My last two Chevy's have been great, but I firmly believe that the right dealer can make all the difference. As long as the dealer works to keep me happy, I'm satisfied. I'd be interested to know what kind of problems you have been having with the Chevy. My truck is a 2002, with 14500 miles on it, and nothing major has surfaced yet.

Don,

I was also surprised to hear of the problems with the Allison Tranny. I have a friend who has the Duramax/Allison combo, and hasn't had any problems (knock on wood). I was considering an upgrade to a truck with this drivetrain, but if there are inherent problems, I might hold off.

Tim


----------



## CamperDC (Oct 30, 2003)

Jim, I have searched several on-line sites and am getting no hits for plasticy, but I know what you mean.

I am on my first Dodge and am reay happy with it.


----------



## camping479 (Aug 27, 2003)

Plasticy, plastiky, plastic like, plasticky, plasticized, plasticity, polymerlike?

Have had Fords at work, just sold a 92 with 150K on it.
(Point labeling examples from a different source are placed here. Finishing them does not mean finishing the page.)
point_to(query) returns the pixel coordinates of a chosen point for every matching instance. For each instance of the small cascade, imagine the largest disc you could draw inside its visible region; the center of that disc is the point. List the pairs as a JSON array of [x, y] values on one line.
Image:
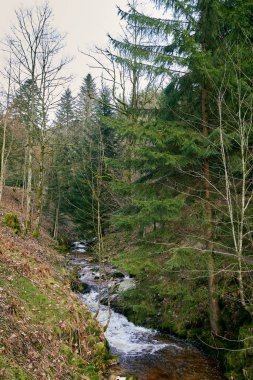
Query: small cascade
[[143, 352]]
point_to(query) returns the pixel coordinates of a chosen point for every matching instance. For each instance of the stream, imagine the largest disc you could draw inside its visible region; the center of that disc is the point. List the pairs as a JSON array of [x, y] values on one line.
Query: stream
[[144, 353]]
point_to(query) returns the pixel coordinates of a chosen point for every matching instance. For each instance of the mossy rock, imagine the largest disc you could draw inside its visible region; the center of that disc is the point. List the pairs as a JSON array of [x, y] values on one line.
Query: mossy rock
[[11, 220], [118, 275]]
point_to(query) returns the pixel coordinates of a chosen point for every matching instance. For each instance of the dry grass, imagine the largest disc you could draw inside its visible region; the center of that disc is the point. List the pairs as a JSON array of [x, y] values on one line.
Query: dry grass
[[45, 333]]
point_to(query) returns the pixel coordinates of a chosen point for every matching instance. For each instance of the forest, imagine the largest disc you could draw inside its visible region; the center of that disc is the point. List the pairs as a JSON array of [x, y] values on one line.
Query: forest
[[153, 159]]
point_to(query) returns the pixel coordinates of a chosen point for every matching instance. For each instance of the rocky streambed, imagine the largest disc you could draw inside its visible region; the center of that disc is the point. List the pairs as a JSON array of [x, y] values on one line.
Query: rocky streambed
[[143, 352]]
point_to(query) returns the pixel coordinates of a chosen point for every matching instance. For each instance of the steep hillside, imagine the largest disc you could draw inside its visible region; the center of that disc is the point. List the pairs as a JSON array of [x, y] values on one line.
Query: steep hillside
[[45, 332]]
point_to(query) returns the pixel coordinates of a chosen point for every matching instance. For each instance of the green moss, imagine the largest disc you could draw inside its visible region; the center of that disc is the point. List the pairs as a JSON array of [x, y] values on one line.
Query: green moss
[[11, 371], [36, 233], [37, 302], [11, 220]]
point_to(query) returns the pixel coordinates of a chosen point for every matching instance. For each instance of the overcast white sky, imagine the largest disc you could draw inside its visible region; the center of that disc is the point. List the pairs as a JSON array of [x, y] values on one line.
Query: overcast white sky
[[86, 23]]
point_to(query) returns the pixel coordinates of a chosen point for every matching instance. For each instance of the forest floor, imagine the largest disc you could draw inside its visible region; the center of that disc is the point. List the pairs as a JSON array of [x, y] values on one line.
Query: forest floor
[[45, 332]]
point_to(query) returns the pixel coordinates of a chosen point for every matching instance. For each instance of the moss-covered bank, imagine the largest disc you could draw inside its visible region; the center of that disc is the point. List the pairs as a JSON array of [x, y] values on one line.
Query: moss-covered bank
[[172, 295]]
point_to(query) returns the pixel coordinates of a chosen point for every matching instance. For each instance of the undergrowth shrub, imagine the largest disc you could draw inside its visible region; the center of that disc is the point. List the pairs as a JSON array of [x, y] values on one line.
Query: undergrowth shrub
[[11, 220]]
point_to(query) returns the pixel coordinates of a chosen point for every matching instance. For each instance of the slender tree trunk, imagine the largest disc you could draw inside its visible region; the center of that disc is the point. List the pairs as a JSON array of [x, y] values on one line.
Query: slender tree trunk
[[3, 163], [56, 221], [24, 185], [213, 301], [29, 184], [40, 190]]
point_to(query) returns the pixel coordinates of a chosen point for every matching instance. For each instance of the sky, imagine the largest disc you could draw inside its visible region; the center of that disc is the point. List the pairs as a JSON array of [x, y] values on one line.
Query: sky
[[86, 23]]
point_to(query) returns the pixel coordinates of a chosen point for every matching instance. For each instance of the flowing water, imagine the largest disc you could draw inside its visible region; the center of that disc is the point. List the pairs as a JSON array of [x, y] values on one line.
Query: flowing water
[[143, 352]]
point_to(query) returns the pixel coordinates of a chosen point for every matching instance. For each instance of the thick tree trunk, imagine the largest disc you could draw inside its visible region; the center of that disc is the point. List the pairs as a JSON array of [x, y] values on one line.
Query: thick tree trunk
[[213, 301]]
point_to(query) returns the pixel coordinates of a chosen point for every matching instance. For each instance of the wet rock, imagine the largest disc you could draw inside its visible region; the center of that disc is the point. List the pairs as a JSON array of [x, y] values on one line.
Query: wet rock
[[117, 275], [126, 285]]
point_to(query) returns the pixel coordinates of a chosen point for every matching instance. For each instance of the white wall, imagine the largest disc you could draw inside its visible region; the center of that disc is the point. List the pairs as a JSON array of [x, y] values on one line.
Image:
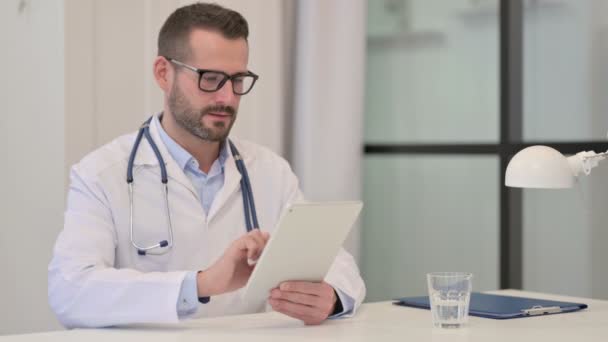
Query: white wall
[[32, 150], [77, 74]]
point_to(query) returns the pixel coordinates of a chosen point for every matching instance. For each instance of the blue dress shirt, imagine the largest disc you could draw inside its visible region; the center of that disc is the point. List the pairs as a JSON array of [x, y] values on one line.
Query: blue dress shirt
[[207, 185]]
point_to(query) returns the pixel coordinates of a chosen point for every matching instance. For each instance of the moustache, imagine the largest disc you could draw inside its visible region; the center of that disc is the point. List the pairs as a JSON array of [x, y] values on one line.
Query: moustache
[[218, 109]]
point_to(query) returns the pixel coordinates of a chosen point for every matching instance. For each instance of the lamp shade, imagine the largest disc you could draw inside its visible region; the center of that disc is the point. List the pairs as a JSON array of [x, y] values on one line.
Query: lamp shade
[[539, 167]]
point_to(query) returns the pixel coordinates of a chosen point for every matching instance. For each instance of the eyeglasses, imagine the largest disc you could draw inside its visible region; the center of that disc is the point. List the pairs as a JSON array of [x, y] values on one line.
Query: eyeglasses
[[213, 80]]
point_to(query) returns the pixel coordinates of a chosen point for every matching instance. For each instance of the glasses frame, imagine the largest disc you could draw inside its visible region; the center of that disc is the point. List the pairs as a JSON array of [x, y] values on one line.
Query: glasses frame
[[227, 77]]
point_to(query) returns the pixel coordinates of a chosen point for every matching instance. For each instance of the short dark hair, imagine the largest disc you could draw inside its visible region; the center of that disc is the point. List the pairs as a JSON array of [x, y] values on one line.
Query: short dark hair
[[173, 39]]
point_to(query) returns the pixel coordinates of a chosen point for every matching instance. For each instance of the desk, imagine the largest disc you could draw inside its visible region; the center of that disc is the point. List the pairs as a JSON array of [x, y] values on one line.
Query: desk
[[374, 322]]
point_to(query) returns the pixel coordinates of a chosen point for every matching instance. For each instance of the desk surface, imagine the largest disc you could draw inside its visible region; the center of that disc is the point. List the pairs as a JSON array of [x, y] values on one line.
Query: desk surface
[[380, 321]]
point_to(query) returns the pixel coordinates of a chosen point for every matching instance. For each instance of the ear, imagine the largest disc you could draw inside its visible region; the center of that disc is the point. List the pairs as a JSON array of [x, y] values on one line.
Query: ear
[[163, 73]]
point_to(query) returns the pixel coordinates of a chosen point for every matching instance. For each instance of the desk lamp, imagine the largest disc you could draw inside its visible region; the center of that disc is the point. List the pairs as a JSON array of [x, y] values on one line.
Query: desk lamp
[[544, 167]]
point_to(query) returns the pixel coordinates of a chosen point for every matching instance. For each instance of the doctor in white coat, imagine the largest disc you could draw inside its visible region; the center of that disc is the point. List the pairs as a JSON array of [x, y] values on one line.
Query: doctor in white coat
[[96, 276]]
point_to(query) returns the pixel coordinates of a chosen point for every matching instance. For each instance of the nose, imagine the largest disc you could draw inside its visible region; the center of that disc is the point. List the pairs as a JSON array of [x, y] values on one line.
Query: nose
[[225, 94]]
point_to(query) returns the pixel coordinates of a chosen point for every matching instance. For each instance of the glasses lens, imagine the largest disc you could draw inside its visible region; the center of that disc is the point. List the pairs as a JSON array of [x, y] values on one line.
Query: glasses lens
[[210, 80], [242, 84]]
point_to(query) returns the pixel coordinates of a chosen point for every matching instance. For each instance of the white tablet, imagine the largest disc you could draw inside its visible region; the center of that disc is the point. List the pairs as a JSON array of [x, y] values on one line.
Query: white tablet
[[303, 247]]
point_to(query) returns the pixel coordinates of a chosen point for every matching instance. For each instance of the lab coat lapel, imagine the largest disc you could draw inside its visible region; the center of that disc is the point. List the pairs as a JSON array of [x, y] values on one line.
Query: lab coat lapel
[[145, 156], [232, 183]]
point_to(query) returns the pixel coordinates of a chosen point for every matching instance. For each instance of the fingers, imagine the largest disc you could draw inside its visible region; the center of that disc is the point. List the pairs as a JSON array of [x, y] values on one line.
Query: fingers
[[297, 297], [307, 301], [307, 314], [253, 243], [321, 289]]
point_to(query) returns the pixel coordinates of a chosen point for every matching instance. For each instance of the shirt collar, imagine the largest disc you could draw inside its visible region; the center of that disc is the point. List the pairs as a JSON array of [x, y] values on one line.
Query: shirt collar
[[179, 154]]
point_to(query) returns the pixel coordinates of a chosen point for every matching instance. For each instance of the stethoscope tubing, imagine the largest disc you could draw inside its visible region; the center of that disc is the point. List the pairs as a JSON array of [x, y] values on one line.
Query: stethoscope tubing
[[251, 219]]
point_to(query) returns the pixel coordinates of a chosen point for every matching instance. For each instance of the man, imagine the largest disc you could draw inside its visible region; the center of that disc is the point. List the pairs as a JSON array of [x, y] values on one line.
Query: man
[[98, 278]]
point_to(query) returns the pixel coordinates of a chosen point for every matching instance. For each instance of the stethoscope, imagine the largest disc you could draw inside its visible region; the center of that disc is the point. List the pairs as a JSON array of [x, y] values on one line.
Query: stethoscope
[[165, 245]]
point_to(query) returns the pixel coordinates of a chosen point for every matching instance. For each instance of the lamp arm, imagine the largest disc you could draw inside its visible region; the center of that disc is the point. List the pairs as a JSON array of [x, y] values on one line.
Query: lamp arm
[[583, 162]]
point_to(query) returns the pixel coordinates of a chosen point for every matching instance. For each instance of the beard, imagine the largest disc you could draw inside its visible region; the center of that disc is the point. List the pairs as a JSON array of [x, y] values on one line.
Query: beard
[[191, 119]]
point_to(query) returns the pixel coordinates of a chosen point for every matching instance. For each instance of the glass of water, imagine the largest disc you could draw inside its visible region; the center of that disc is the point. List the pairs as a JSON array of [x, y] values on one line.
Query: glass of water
[[449, 296]]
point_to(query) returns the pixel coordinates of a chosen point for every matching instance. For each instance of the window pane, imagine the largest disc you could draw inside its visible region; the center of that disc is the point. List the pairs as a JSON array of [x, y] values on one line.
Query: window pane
[[565, 78], [565, 238], [432, 71], [429, 213]]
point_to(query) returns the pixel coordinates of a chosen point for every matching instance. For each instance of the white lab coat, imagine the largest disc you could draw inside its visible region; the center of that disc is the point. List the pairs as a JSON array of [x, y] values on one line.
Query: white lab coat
[[96, 277]]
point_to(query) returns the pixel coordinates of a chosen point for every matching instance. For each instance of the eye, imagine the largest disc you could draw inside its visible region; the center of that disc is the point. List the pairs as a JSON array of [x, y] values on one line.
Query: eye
[[211, 77]]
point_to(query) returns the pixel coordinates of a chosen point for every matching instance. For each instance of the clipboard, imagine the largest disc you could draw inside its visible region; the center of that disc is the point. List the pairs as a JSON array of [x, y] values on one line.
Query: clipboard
[[502, 307]]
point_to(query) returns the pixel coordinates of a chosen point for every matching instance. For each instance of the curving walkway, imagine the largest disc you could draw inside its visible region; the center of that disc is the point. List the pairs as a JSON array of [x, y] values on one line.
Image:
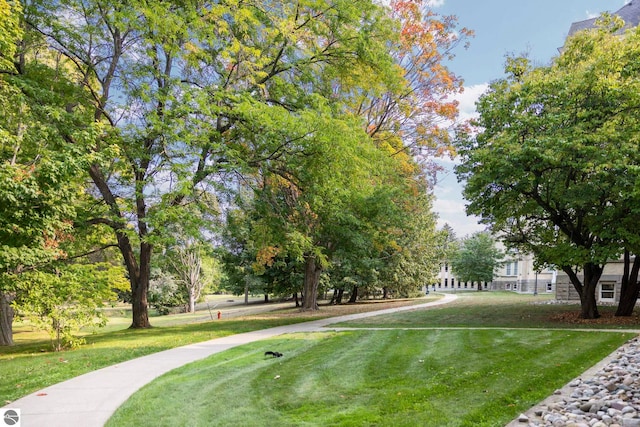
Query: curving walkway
[[90, 399]]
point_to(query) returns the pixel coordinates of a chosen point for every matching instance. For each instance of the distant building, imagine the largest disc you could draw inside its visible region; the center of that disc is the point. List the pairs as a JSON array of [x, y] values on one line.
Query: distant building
[[517, 274], [608, 288], [630, 14]]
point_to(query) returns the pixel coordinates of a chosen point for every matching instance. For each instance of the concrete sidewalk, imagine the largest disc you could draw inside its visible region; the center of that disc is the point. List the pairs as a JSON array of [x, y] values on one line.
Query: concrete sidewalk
[[90, 399]]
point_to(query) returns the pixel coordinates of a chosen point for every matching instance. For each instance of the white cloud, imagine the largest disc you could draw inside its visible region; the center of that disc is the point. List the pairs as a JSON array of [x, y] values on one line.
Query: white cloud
[[468, 98], [435, 3], [448, 202]]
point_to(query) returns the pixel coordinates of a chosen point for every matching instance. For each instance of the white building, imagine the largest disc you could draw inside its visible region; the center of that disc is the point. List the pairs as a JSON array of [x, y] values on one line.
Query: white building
[[517, 274]]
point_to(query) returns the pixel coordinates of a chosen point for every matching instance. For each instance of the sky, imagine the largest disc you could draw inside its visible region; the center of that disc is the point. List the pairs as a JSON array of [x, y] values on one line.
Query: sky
[[502, 27]]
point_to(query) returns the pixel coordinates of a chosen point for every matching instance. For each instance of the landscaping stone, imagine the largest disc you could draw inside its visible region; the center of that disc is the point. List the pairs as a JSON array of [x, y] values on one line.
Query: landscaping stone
[[608, 398]]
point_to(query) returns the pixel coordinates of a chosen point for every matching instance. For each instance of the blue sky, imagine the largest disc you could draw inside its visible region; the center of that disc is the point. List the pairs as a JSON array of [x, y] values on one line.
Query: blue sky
[[502, 27]]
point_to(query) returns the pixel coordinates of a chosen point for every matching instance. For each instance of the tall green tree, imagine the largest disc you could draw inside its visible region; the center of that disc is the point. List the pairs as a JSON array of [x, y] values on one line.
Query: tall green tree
[[40, 178], [187, 95], [553, 167], [477, 259]]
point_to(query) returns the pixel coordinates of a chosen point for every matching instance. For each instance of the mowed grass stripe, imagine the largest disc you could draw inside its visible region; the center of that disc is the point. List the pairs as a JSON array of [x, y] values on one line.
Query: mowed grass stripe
[[372, 377]]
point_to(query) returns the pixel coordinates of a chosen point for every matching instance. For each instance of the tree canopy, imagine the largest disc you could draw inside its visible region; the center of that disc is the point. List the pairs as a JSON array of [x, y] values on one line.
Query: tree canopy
[[153, 116], [554, 164]]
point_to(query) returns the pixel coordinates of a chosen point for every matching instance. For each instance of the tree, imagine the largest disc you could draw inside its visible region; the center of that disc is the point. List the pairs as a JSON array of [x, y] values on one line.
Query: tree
[[187, 266], [185, 95], [414, 118], [553, 166], [39, 174], [477, 259], [60, 301]]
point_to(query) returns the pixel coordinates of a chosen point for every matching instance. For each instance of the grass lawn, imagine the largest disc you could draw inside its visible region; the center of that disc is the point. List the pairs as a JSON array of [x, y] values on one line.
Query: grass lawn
[[30, 365], [400, 376], [372, 378]]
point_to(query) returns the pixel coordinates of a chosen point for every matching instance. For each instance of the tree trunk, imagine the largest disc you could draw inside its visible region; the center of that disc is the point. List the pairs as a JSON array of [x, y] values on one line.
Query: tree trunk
[[140, 288], [246, 290], [311, 282], [354, 295], [629, 289], [586, 288], [192, 301], [295, 298], [6, 319]]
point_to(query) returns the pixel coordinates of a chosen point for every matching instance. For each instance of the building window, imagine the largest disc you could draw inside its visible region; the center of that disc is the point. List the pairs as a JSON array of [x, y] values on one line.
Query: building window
[[512, 268], [607, 291]]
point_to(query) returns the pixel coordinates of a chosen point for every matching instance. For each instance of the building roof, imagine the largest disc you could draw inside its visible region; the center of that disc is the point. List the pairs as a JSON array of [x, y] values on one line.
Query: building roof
[[630, 14]]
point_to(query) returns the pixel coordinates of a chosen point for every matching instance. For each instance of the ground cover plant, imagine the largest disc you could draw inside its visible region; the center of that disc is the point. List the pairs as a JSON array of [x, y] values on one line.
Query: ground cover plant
[[399, 377], [502, 310], [30, 365]]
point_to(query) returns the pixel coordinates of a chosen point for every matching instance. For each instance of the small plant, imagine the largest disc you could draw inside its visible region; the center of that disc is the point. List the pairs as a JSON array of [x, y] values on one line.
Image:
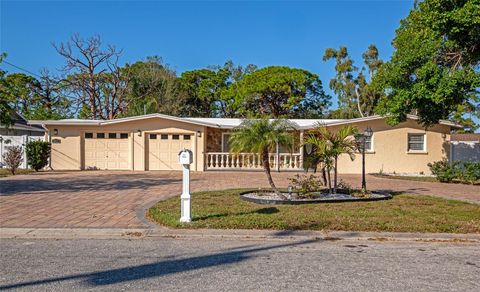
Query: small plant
[[443, 170], [38, 153], [13, 158], [457, 171], [305, 185], [345, 187]]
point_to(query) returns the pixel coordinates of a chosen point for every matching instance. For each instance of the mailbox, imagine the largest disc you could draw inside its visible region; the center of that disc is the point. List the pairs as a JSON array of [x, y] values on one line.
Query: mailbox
[[185, 157]]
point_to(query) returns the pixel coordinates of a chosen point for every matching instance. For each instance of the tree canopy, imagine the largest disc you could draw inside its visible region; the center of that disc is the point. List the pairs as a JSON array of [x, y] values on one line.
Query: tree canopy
[[280, 91], [356, 96], [434, 70]]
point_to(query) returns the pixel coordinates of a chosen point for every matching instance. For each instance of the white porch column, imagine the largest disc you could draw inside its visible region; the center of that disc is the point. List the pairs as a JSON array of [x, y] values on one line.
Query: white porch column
[[24, 149], [277, 157], [301, 150]]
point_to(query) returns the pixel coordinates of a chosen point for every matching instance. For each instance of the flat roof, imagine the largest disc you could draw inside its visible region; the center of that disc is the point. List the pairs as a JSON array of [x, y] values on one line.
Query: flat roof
[[227, 123]]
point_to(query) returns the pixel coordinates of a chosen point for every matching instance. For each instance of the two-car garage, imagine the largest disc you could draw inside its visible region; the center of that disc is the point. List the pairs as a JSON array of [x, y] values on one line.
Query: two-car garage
[[113, 150], [150, 142]]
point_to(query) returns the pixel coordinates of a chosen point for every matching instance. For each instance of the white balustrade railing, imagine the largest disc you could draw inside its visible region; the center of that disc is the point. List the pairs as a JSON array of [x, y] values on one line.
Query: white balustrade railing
[[225, 160]]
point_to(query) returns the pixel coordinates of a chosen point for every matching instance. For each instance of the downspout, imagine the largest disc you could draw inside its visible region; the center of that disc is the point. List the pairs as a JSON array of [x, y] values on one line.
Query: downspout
[[277, 157], [50, 142]]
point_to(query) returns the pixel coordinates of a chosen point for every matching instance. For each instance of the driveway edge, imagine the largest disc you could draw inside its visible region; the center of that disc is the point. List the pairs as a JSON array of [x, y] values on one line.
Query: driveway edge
[[287, 235]]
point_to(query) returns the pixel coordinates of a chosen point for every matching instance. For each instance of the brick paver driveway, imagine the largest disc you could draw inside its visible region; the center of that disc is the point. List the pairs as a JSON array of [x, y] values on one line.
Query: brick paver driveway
[[117, 199]]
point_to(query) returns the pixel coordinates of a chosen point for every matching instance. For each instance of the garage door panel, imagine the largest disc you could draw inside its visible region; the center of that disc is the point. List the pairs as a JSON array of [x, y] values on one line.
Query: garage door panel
[[163, 151], [108, 153]]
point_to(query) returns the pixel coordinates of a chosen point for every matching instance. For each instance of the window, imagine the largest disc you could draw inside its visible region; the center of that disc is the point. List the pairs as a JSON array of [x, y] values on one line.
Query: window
[[368, 144], [416, 142], [226, 142]]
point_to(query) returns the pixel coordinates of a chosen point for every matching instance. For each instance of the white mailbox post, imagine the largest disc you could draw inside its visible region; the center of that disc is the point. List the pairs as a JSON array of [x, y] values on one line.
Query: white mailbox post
[[185, 158]]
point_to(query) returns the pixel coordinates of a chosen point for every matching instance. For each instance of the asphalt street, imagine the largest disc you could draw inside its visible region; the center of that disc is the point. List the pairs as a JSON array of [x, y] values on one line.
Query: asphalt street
[[169, 264]]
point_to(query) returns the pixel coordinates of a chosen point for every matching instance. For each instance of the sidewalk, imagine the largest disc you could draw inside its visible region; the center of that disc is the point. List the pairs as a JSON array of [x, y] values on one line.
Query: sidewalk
[[270, 235]]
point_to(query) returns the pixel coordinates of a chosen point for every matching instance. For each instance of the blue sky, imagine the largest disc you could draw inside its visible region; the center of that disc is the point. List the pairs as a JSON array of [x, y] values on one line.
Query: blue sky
[[194, 34]]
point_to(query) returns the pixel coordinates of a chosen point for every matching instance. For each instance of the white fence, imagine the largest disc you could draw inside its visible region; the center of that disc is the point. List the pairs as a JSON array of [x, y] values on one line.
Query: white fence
[[465, 151], [9, 141], [245, 161]]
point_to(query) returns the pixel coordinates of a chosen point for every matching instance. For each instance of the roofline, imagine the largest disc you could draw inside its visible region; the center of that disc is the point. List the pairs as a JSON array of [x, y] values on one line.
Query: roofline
[[25, 128], [212, 125], [120, 120], [378, 117]]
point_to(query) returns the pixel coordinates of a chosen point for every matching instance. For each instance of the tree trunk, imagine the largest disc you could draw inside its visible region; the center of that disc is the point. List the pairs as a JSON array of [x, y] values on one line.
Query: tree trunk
[[324, 176], [266, 167], [329, 181], [358, 103], [335, 177]]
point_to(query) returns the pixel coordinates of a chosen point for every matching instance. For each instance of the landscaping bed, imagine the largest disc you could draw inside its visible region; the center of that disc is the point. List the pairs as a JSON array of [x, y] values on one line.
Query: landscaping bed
[[404, 213], [269, 198]]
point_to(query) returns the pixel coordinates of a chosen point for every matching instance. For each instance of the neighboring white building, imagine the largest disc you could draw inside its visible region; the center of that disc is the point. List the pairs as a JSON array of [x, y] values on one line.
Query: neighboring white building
[[465, 147], [18, 135]]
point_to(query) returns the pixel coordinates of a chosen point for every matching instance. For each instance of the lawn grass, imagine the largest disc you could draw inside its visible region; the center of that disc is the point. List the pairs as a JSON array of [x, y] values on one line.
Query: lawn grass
[[404, 213], [405, 177], [424, 178], [6, 172]]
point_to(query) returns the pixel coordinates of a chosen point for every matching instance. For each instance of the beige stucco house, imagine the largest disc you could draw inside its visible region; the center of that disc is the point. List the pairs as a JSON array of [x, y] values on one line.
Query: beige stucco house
[[152, 142]]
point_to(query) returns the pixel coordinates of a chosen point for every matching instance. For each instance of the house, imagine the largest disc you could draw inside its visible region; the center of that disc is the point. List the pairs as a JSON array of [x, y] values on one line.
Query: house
[[18, 134], [465, 147], [152, 142]]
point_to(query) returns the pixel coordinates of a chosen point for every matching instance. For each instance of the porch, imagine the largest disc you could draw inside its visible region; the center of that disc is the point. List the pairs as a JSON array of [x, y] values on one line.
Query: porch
[[218, 157], [252, 161]]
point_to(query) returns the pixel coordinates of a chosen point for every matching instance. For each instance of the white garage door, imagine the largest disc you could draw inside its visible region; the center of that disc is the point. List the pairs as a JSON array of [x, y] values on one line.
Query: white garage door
[[163, 150], [107, 151]]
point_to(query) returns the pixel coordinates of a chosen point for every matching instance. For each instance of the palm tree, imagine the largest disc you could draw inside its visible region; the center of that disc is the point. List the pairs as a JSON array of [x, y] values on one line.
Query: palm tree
[[321, 154], [330, 145], [261, 137]]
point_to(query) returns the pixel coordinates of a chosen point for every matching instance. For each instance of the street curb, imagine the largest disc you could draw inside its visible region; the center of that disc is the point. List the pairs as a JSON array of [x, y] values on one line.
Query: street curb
[[262, 235]]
The only problem was the brakes always seemed to need work. The van is a 97 with 80k and is doing pretty well.

The GMC my wife has has been good so far, bought it used with 32k on it and now it has 48k. The only persistent problem has been the window regulators keep going, had to replace 3 so far.

I like the dodge trucks, I hope they hold up well. I hear more and more good things about them. The plymouth breeze I have is pretty junky though, but it is a 99.


----------



## JimWilson (Feb 24, 2004)

hatcityhosehauler said:


> I'd be interested to know what kind of problems you have been having with the Chevy.


Sure, got about an hour or so to spare?


----------



## hatcityhosehauler (Feb 13, 2004)

That bad?


----------



## JimWilson (Feb 24, 2004)

Well, to be honest, some of my ire is because of the dealer who, among many other transgressions of professionalism, has damaged my truck on two separate occasions (door ding and ripped interior upholstery). But, GM sure didn't deliver me a truck that they'd be proud of. At least I *hope* they wouldn't be proud of this one.


----------



## hatcityhosehauler (Feb 13, 2004)

I am sorry to hear about your problems. The only major thing I've had with the Avalanche is a problem with the rear windshield. This window is designed to be removable. The day after I took delivery I found a defect in the plastic rim that surounds this piece of glass.

It took me 2 months, and several phone calls to the dealer, Chevrolet, and General Motors before I was able to get a replacement. But after that, everything has been fine. Had I done a better inspection at the delivery, none of this would have happened.

Needless to say, I learned my lesson, and when my wife got a new car last June, I went through it with a fine tooth comb, and will be doing the same with the 26RS when we take delivery.


----------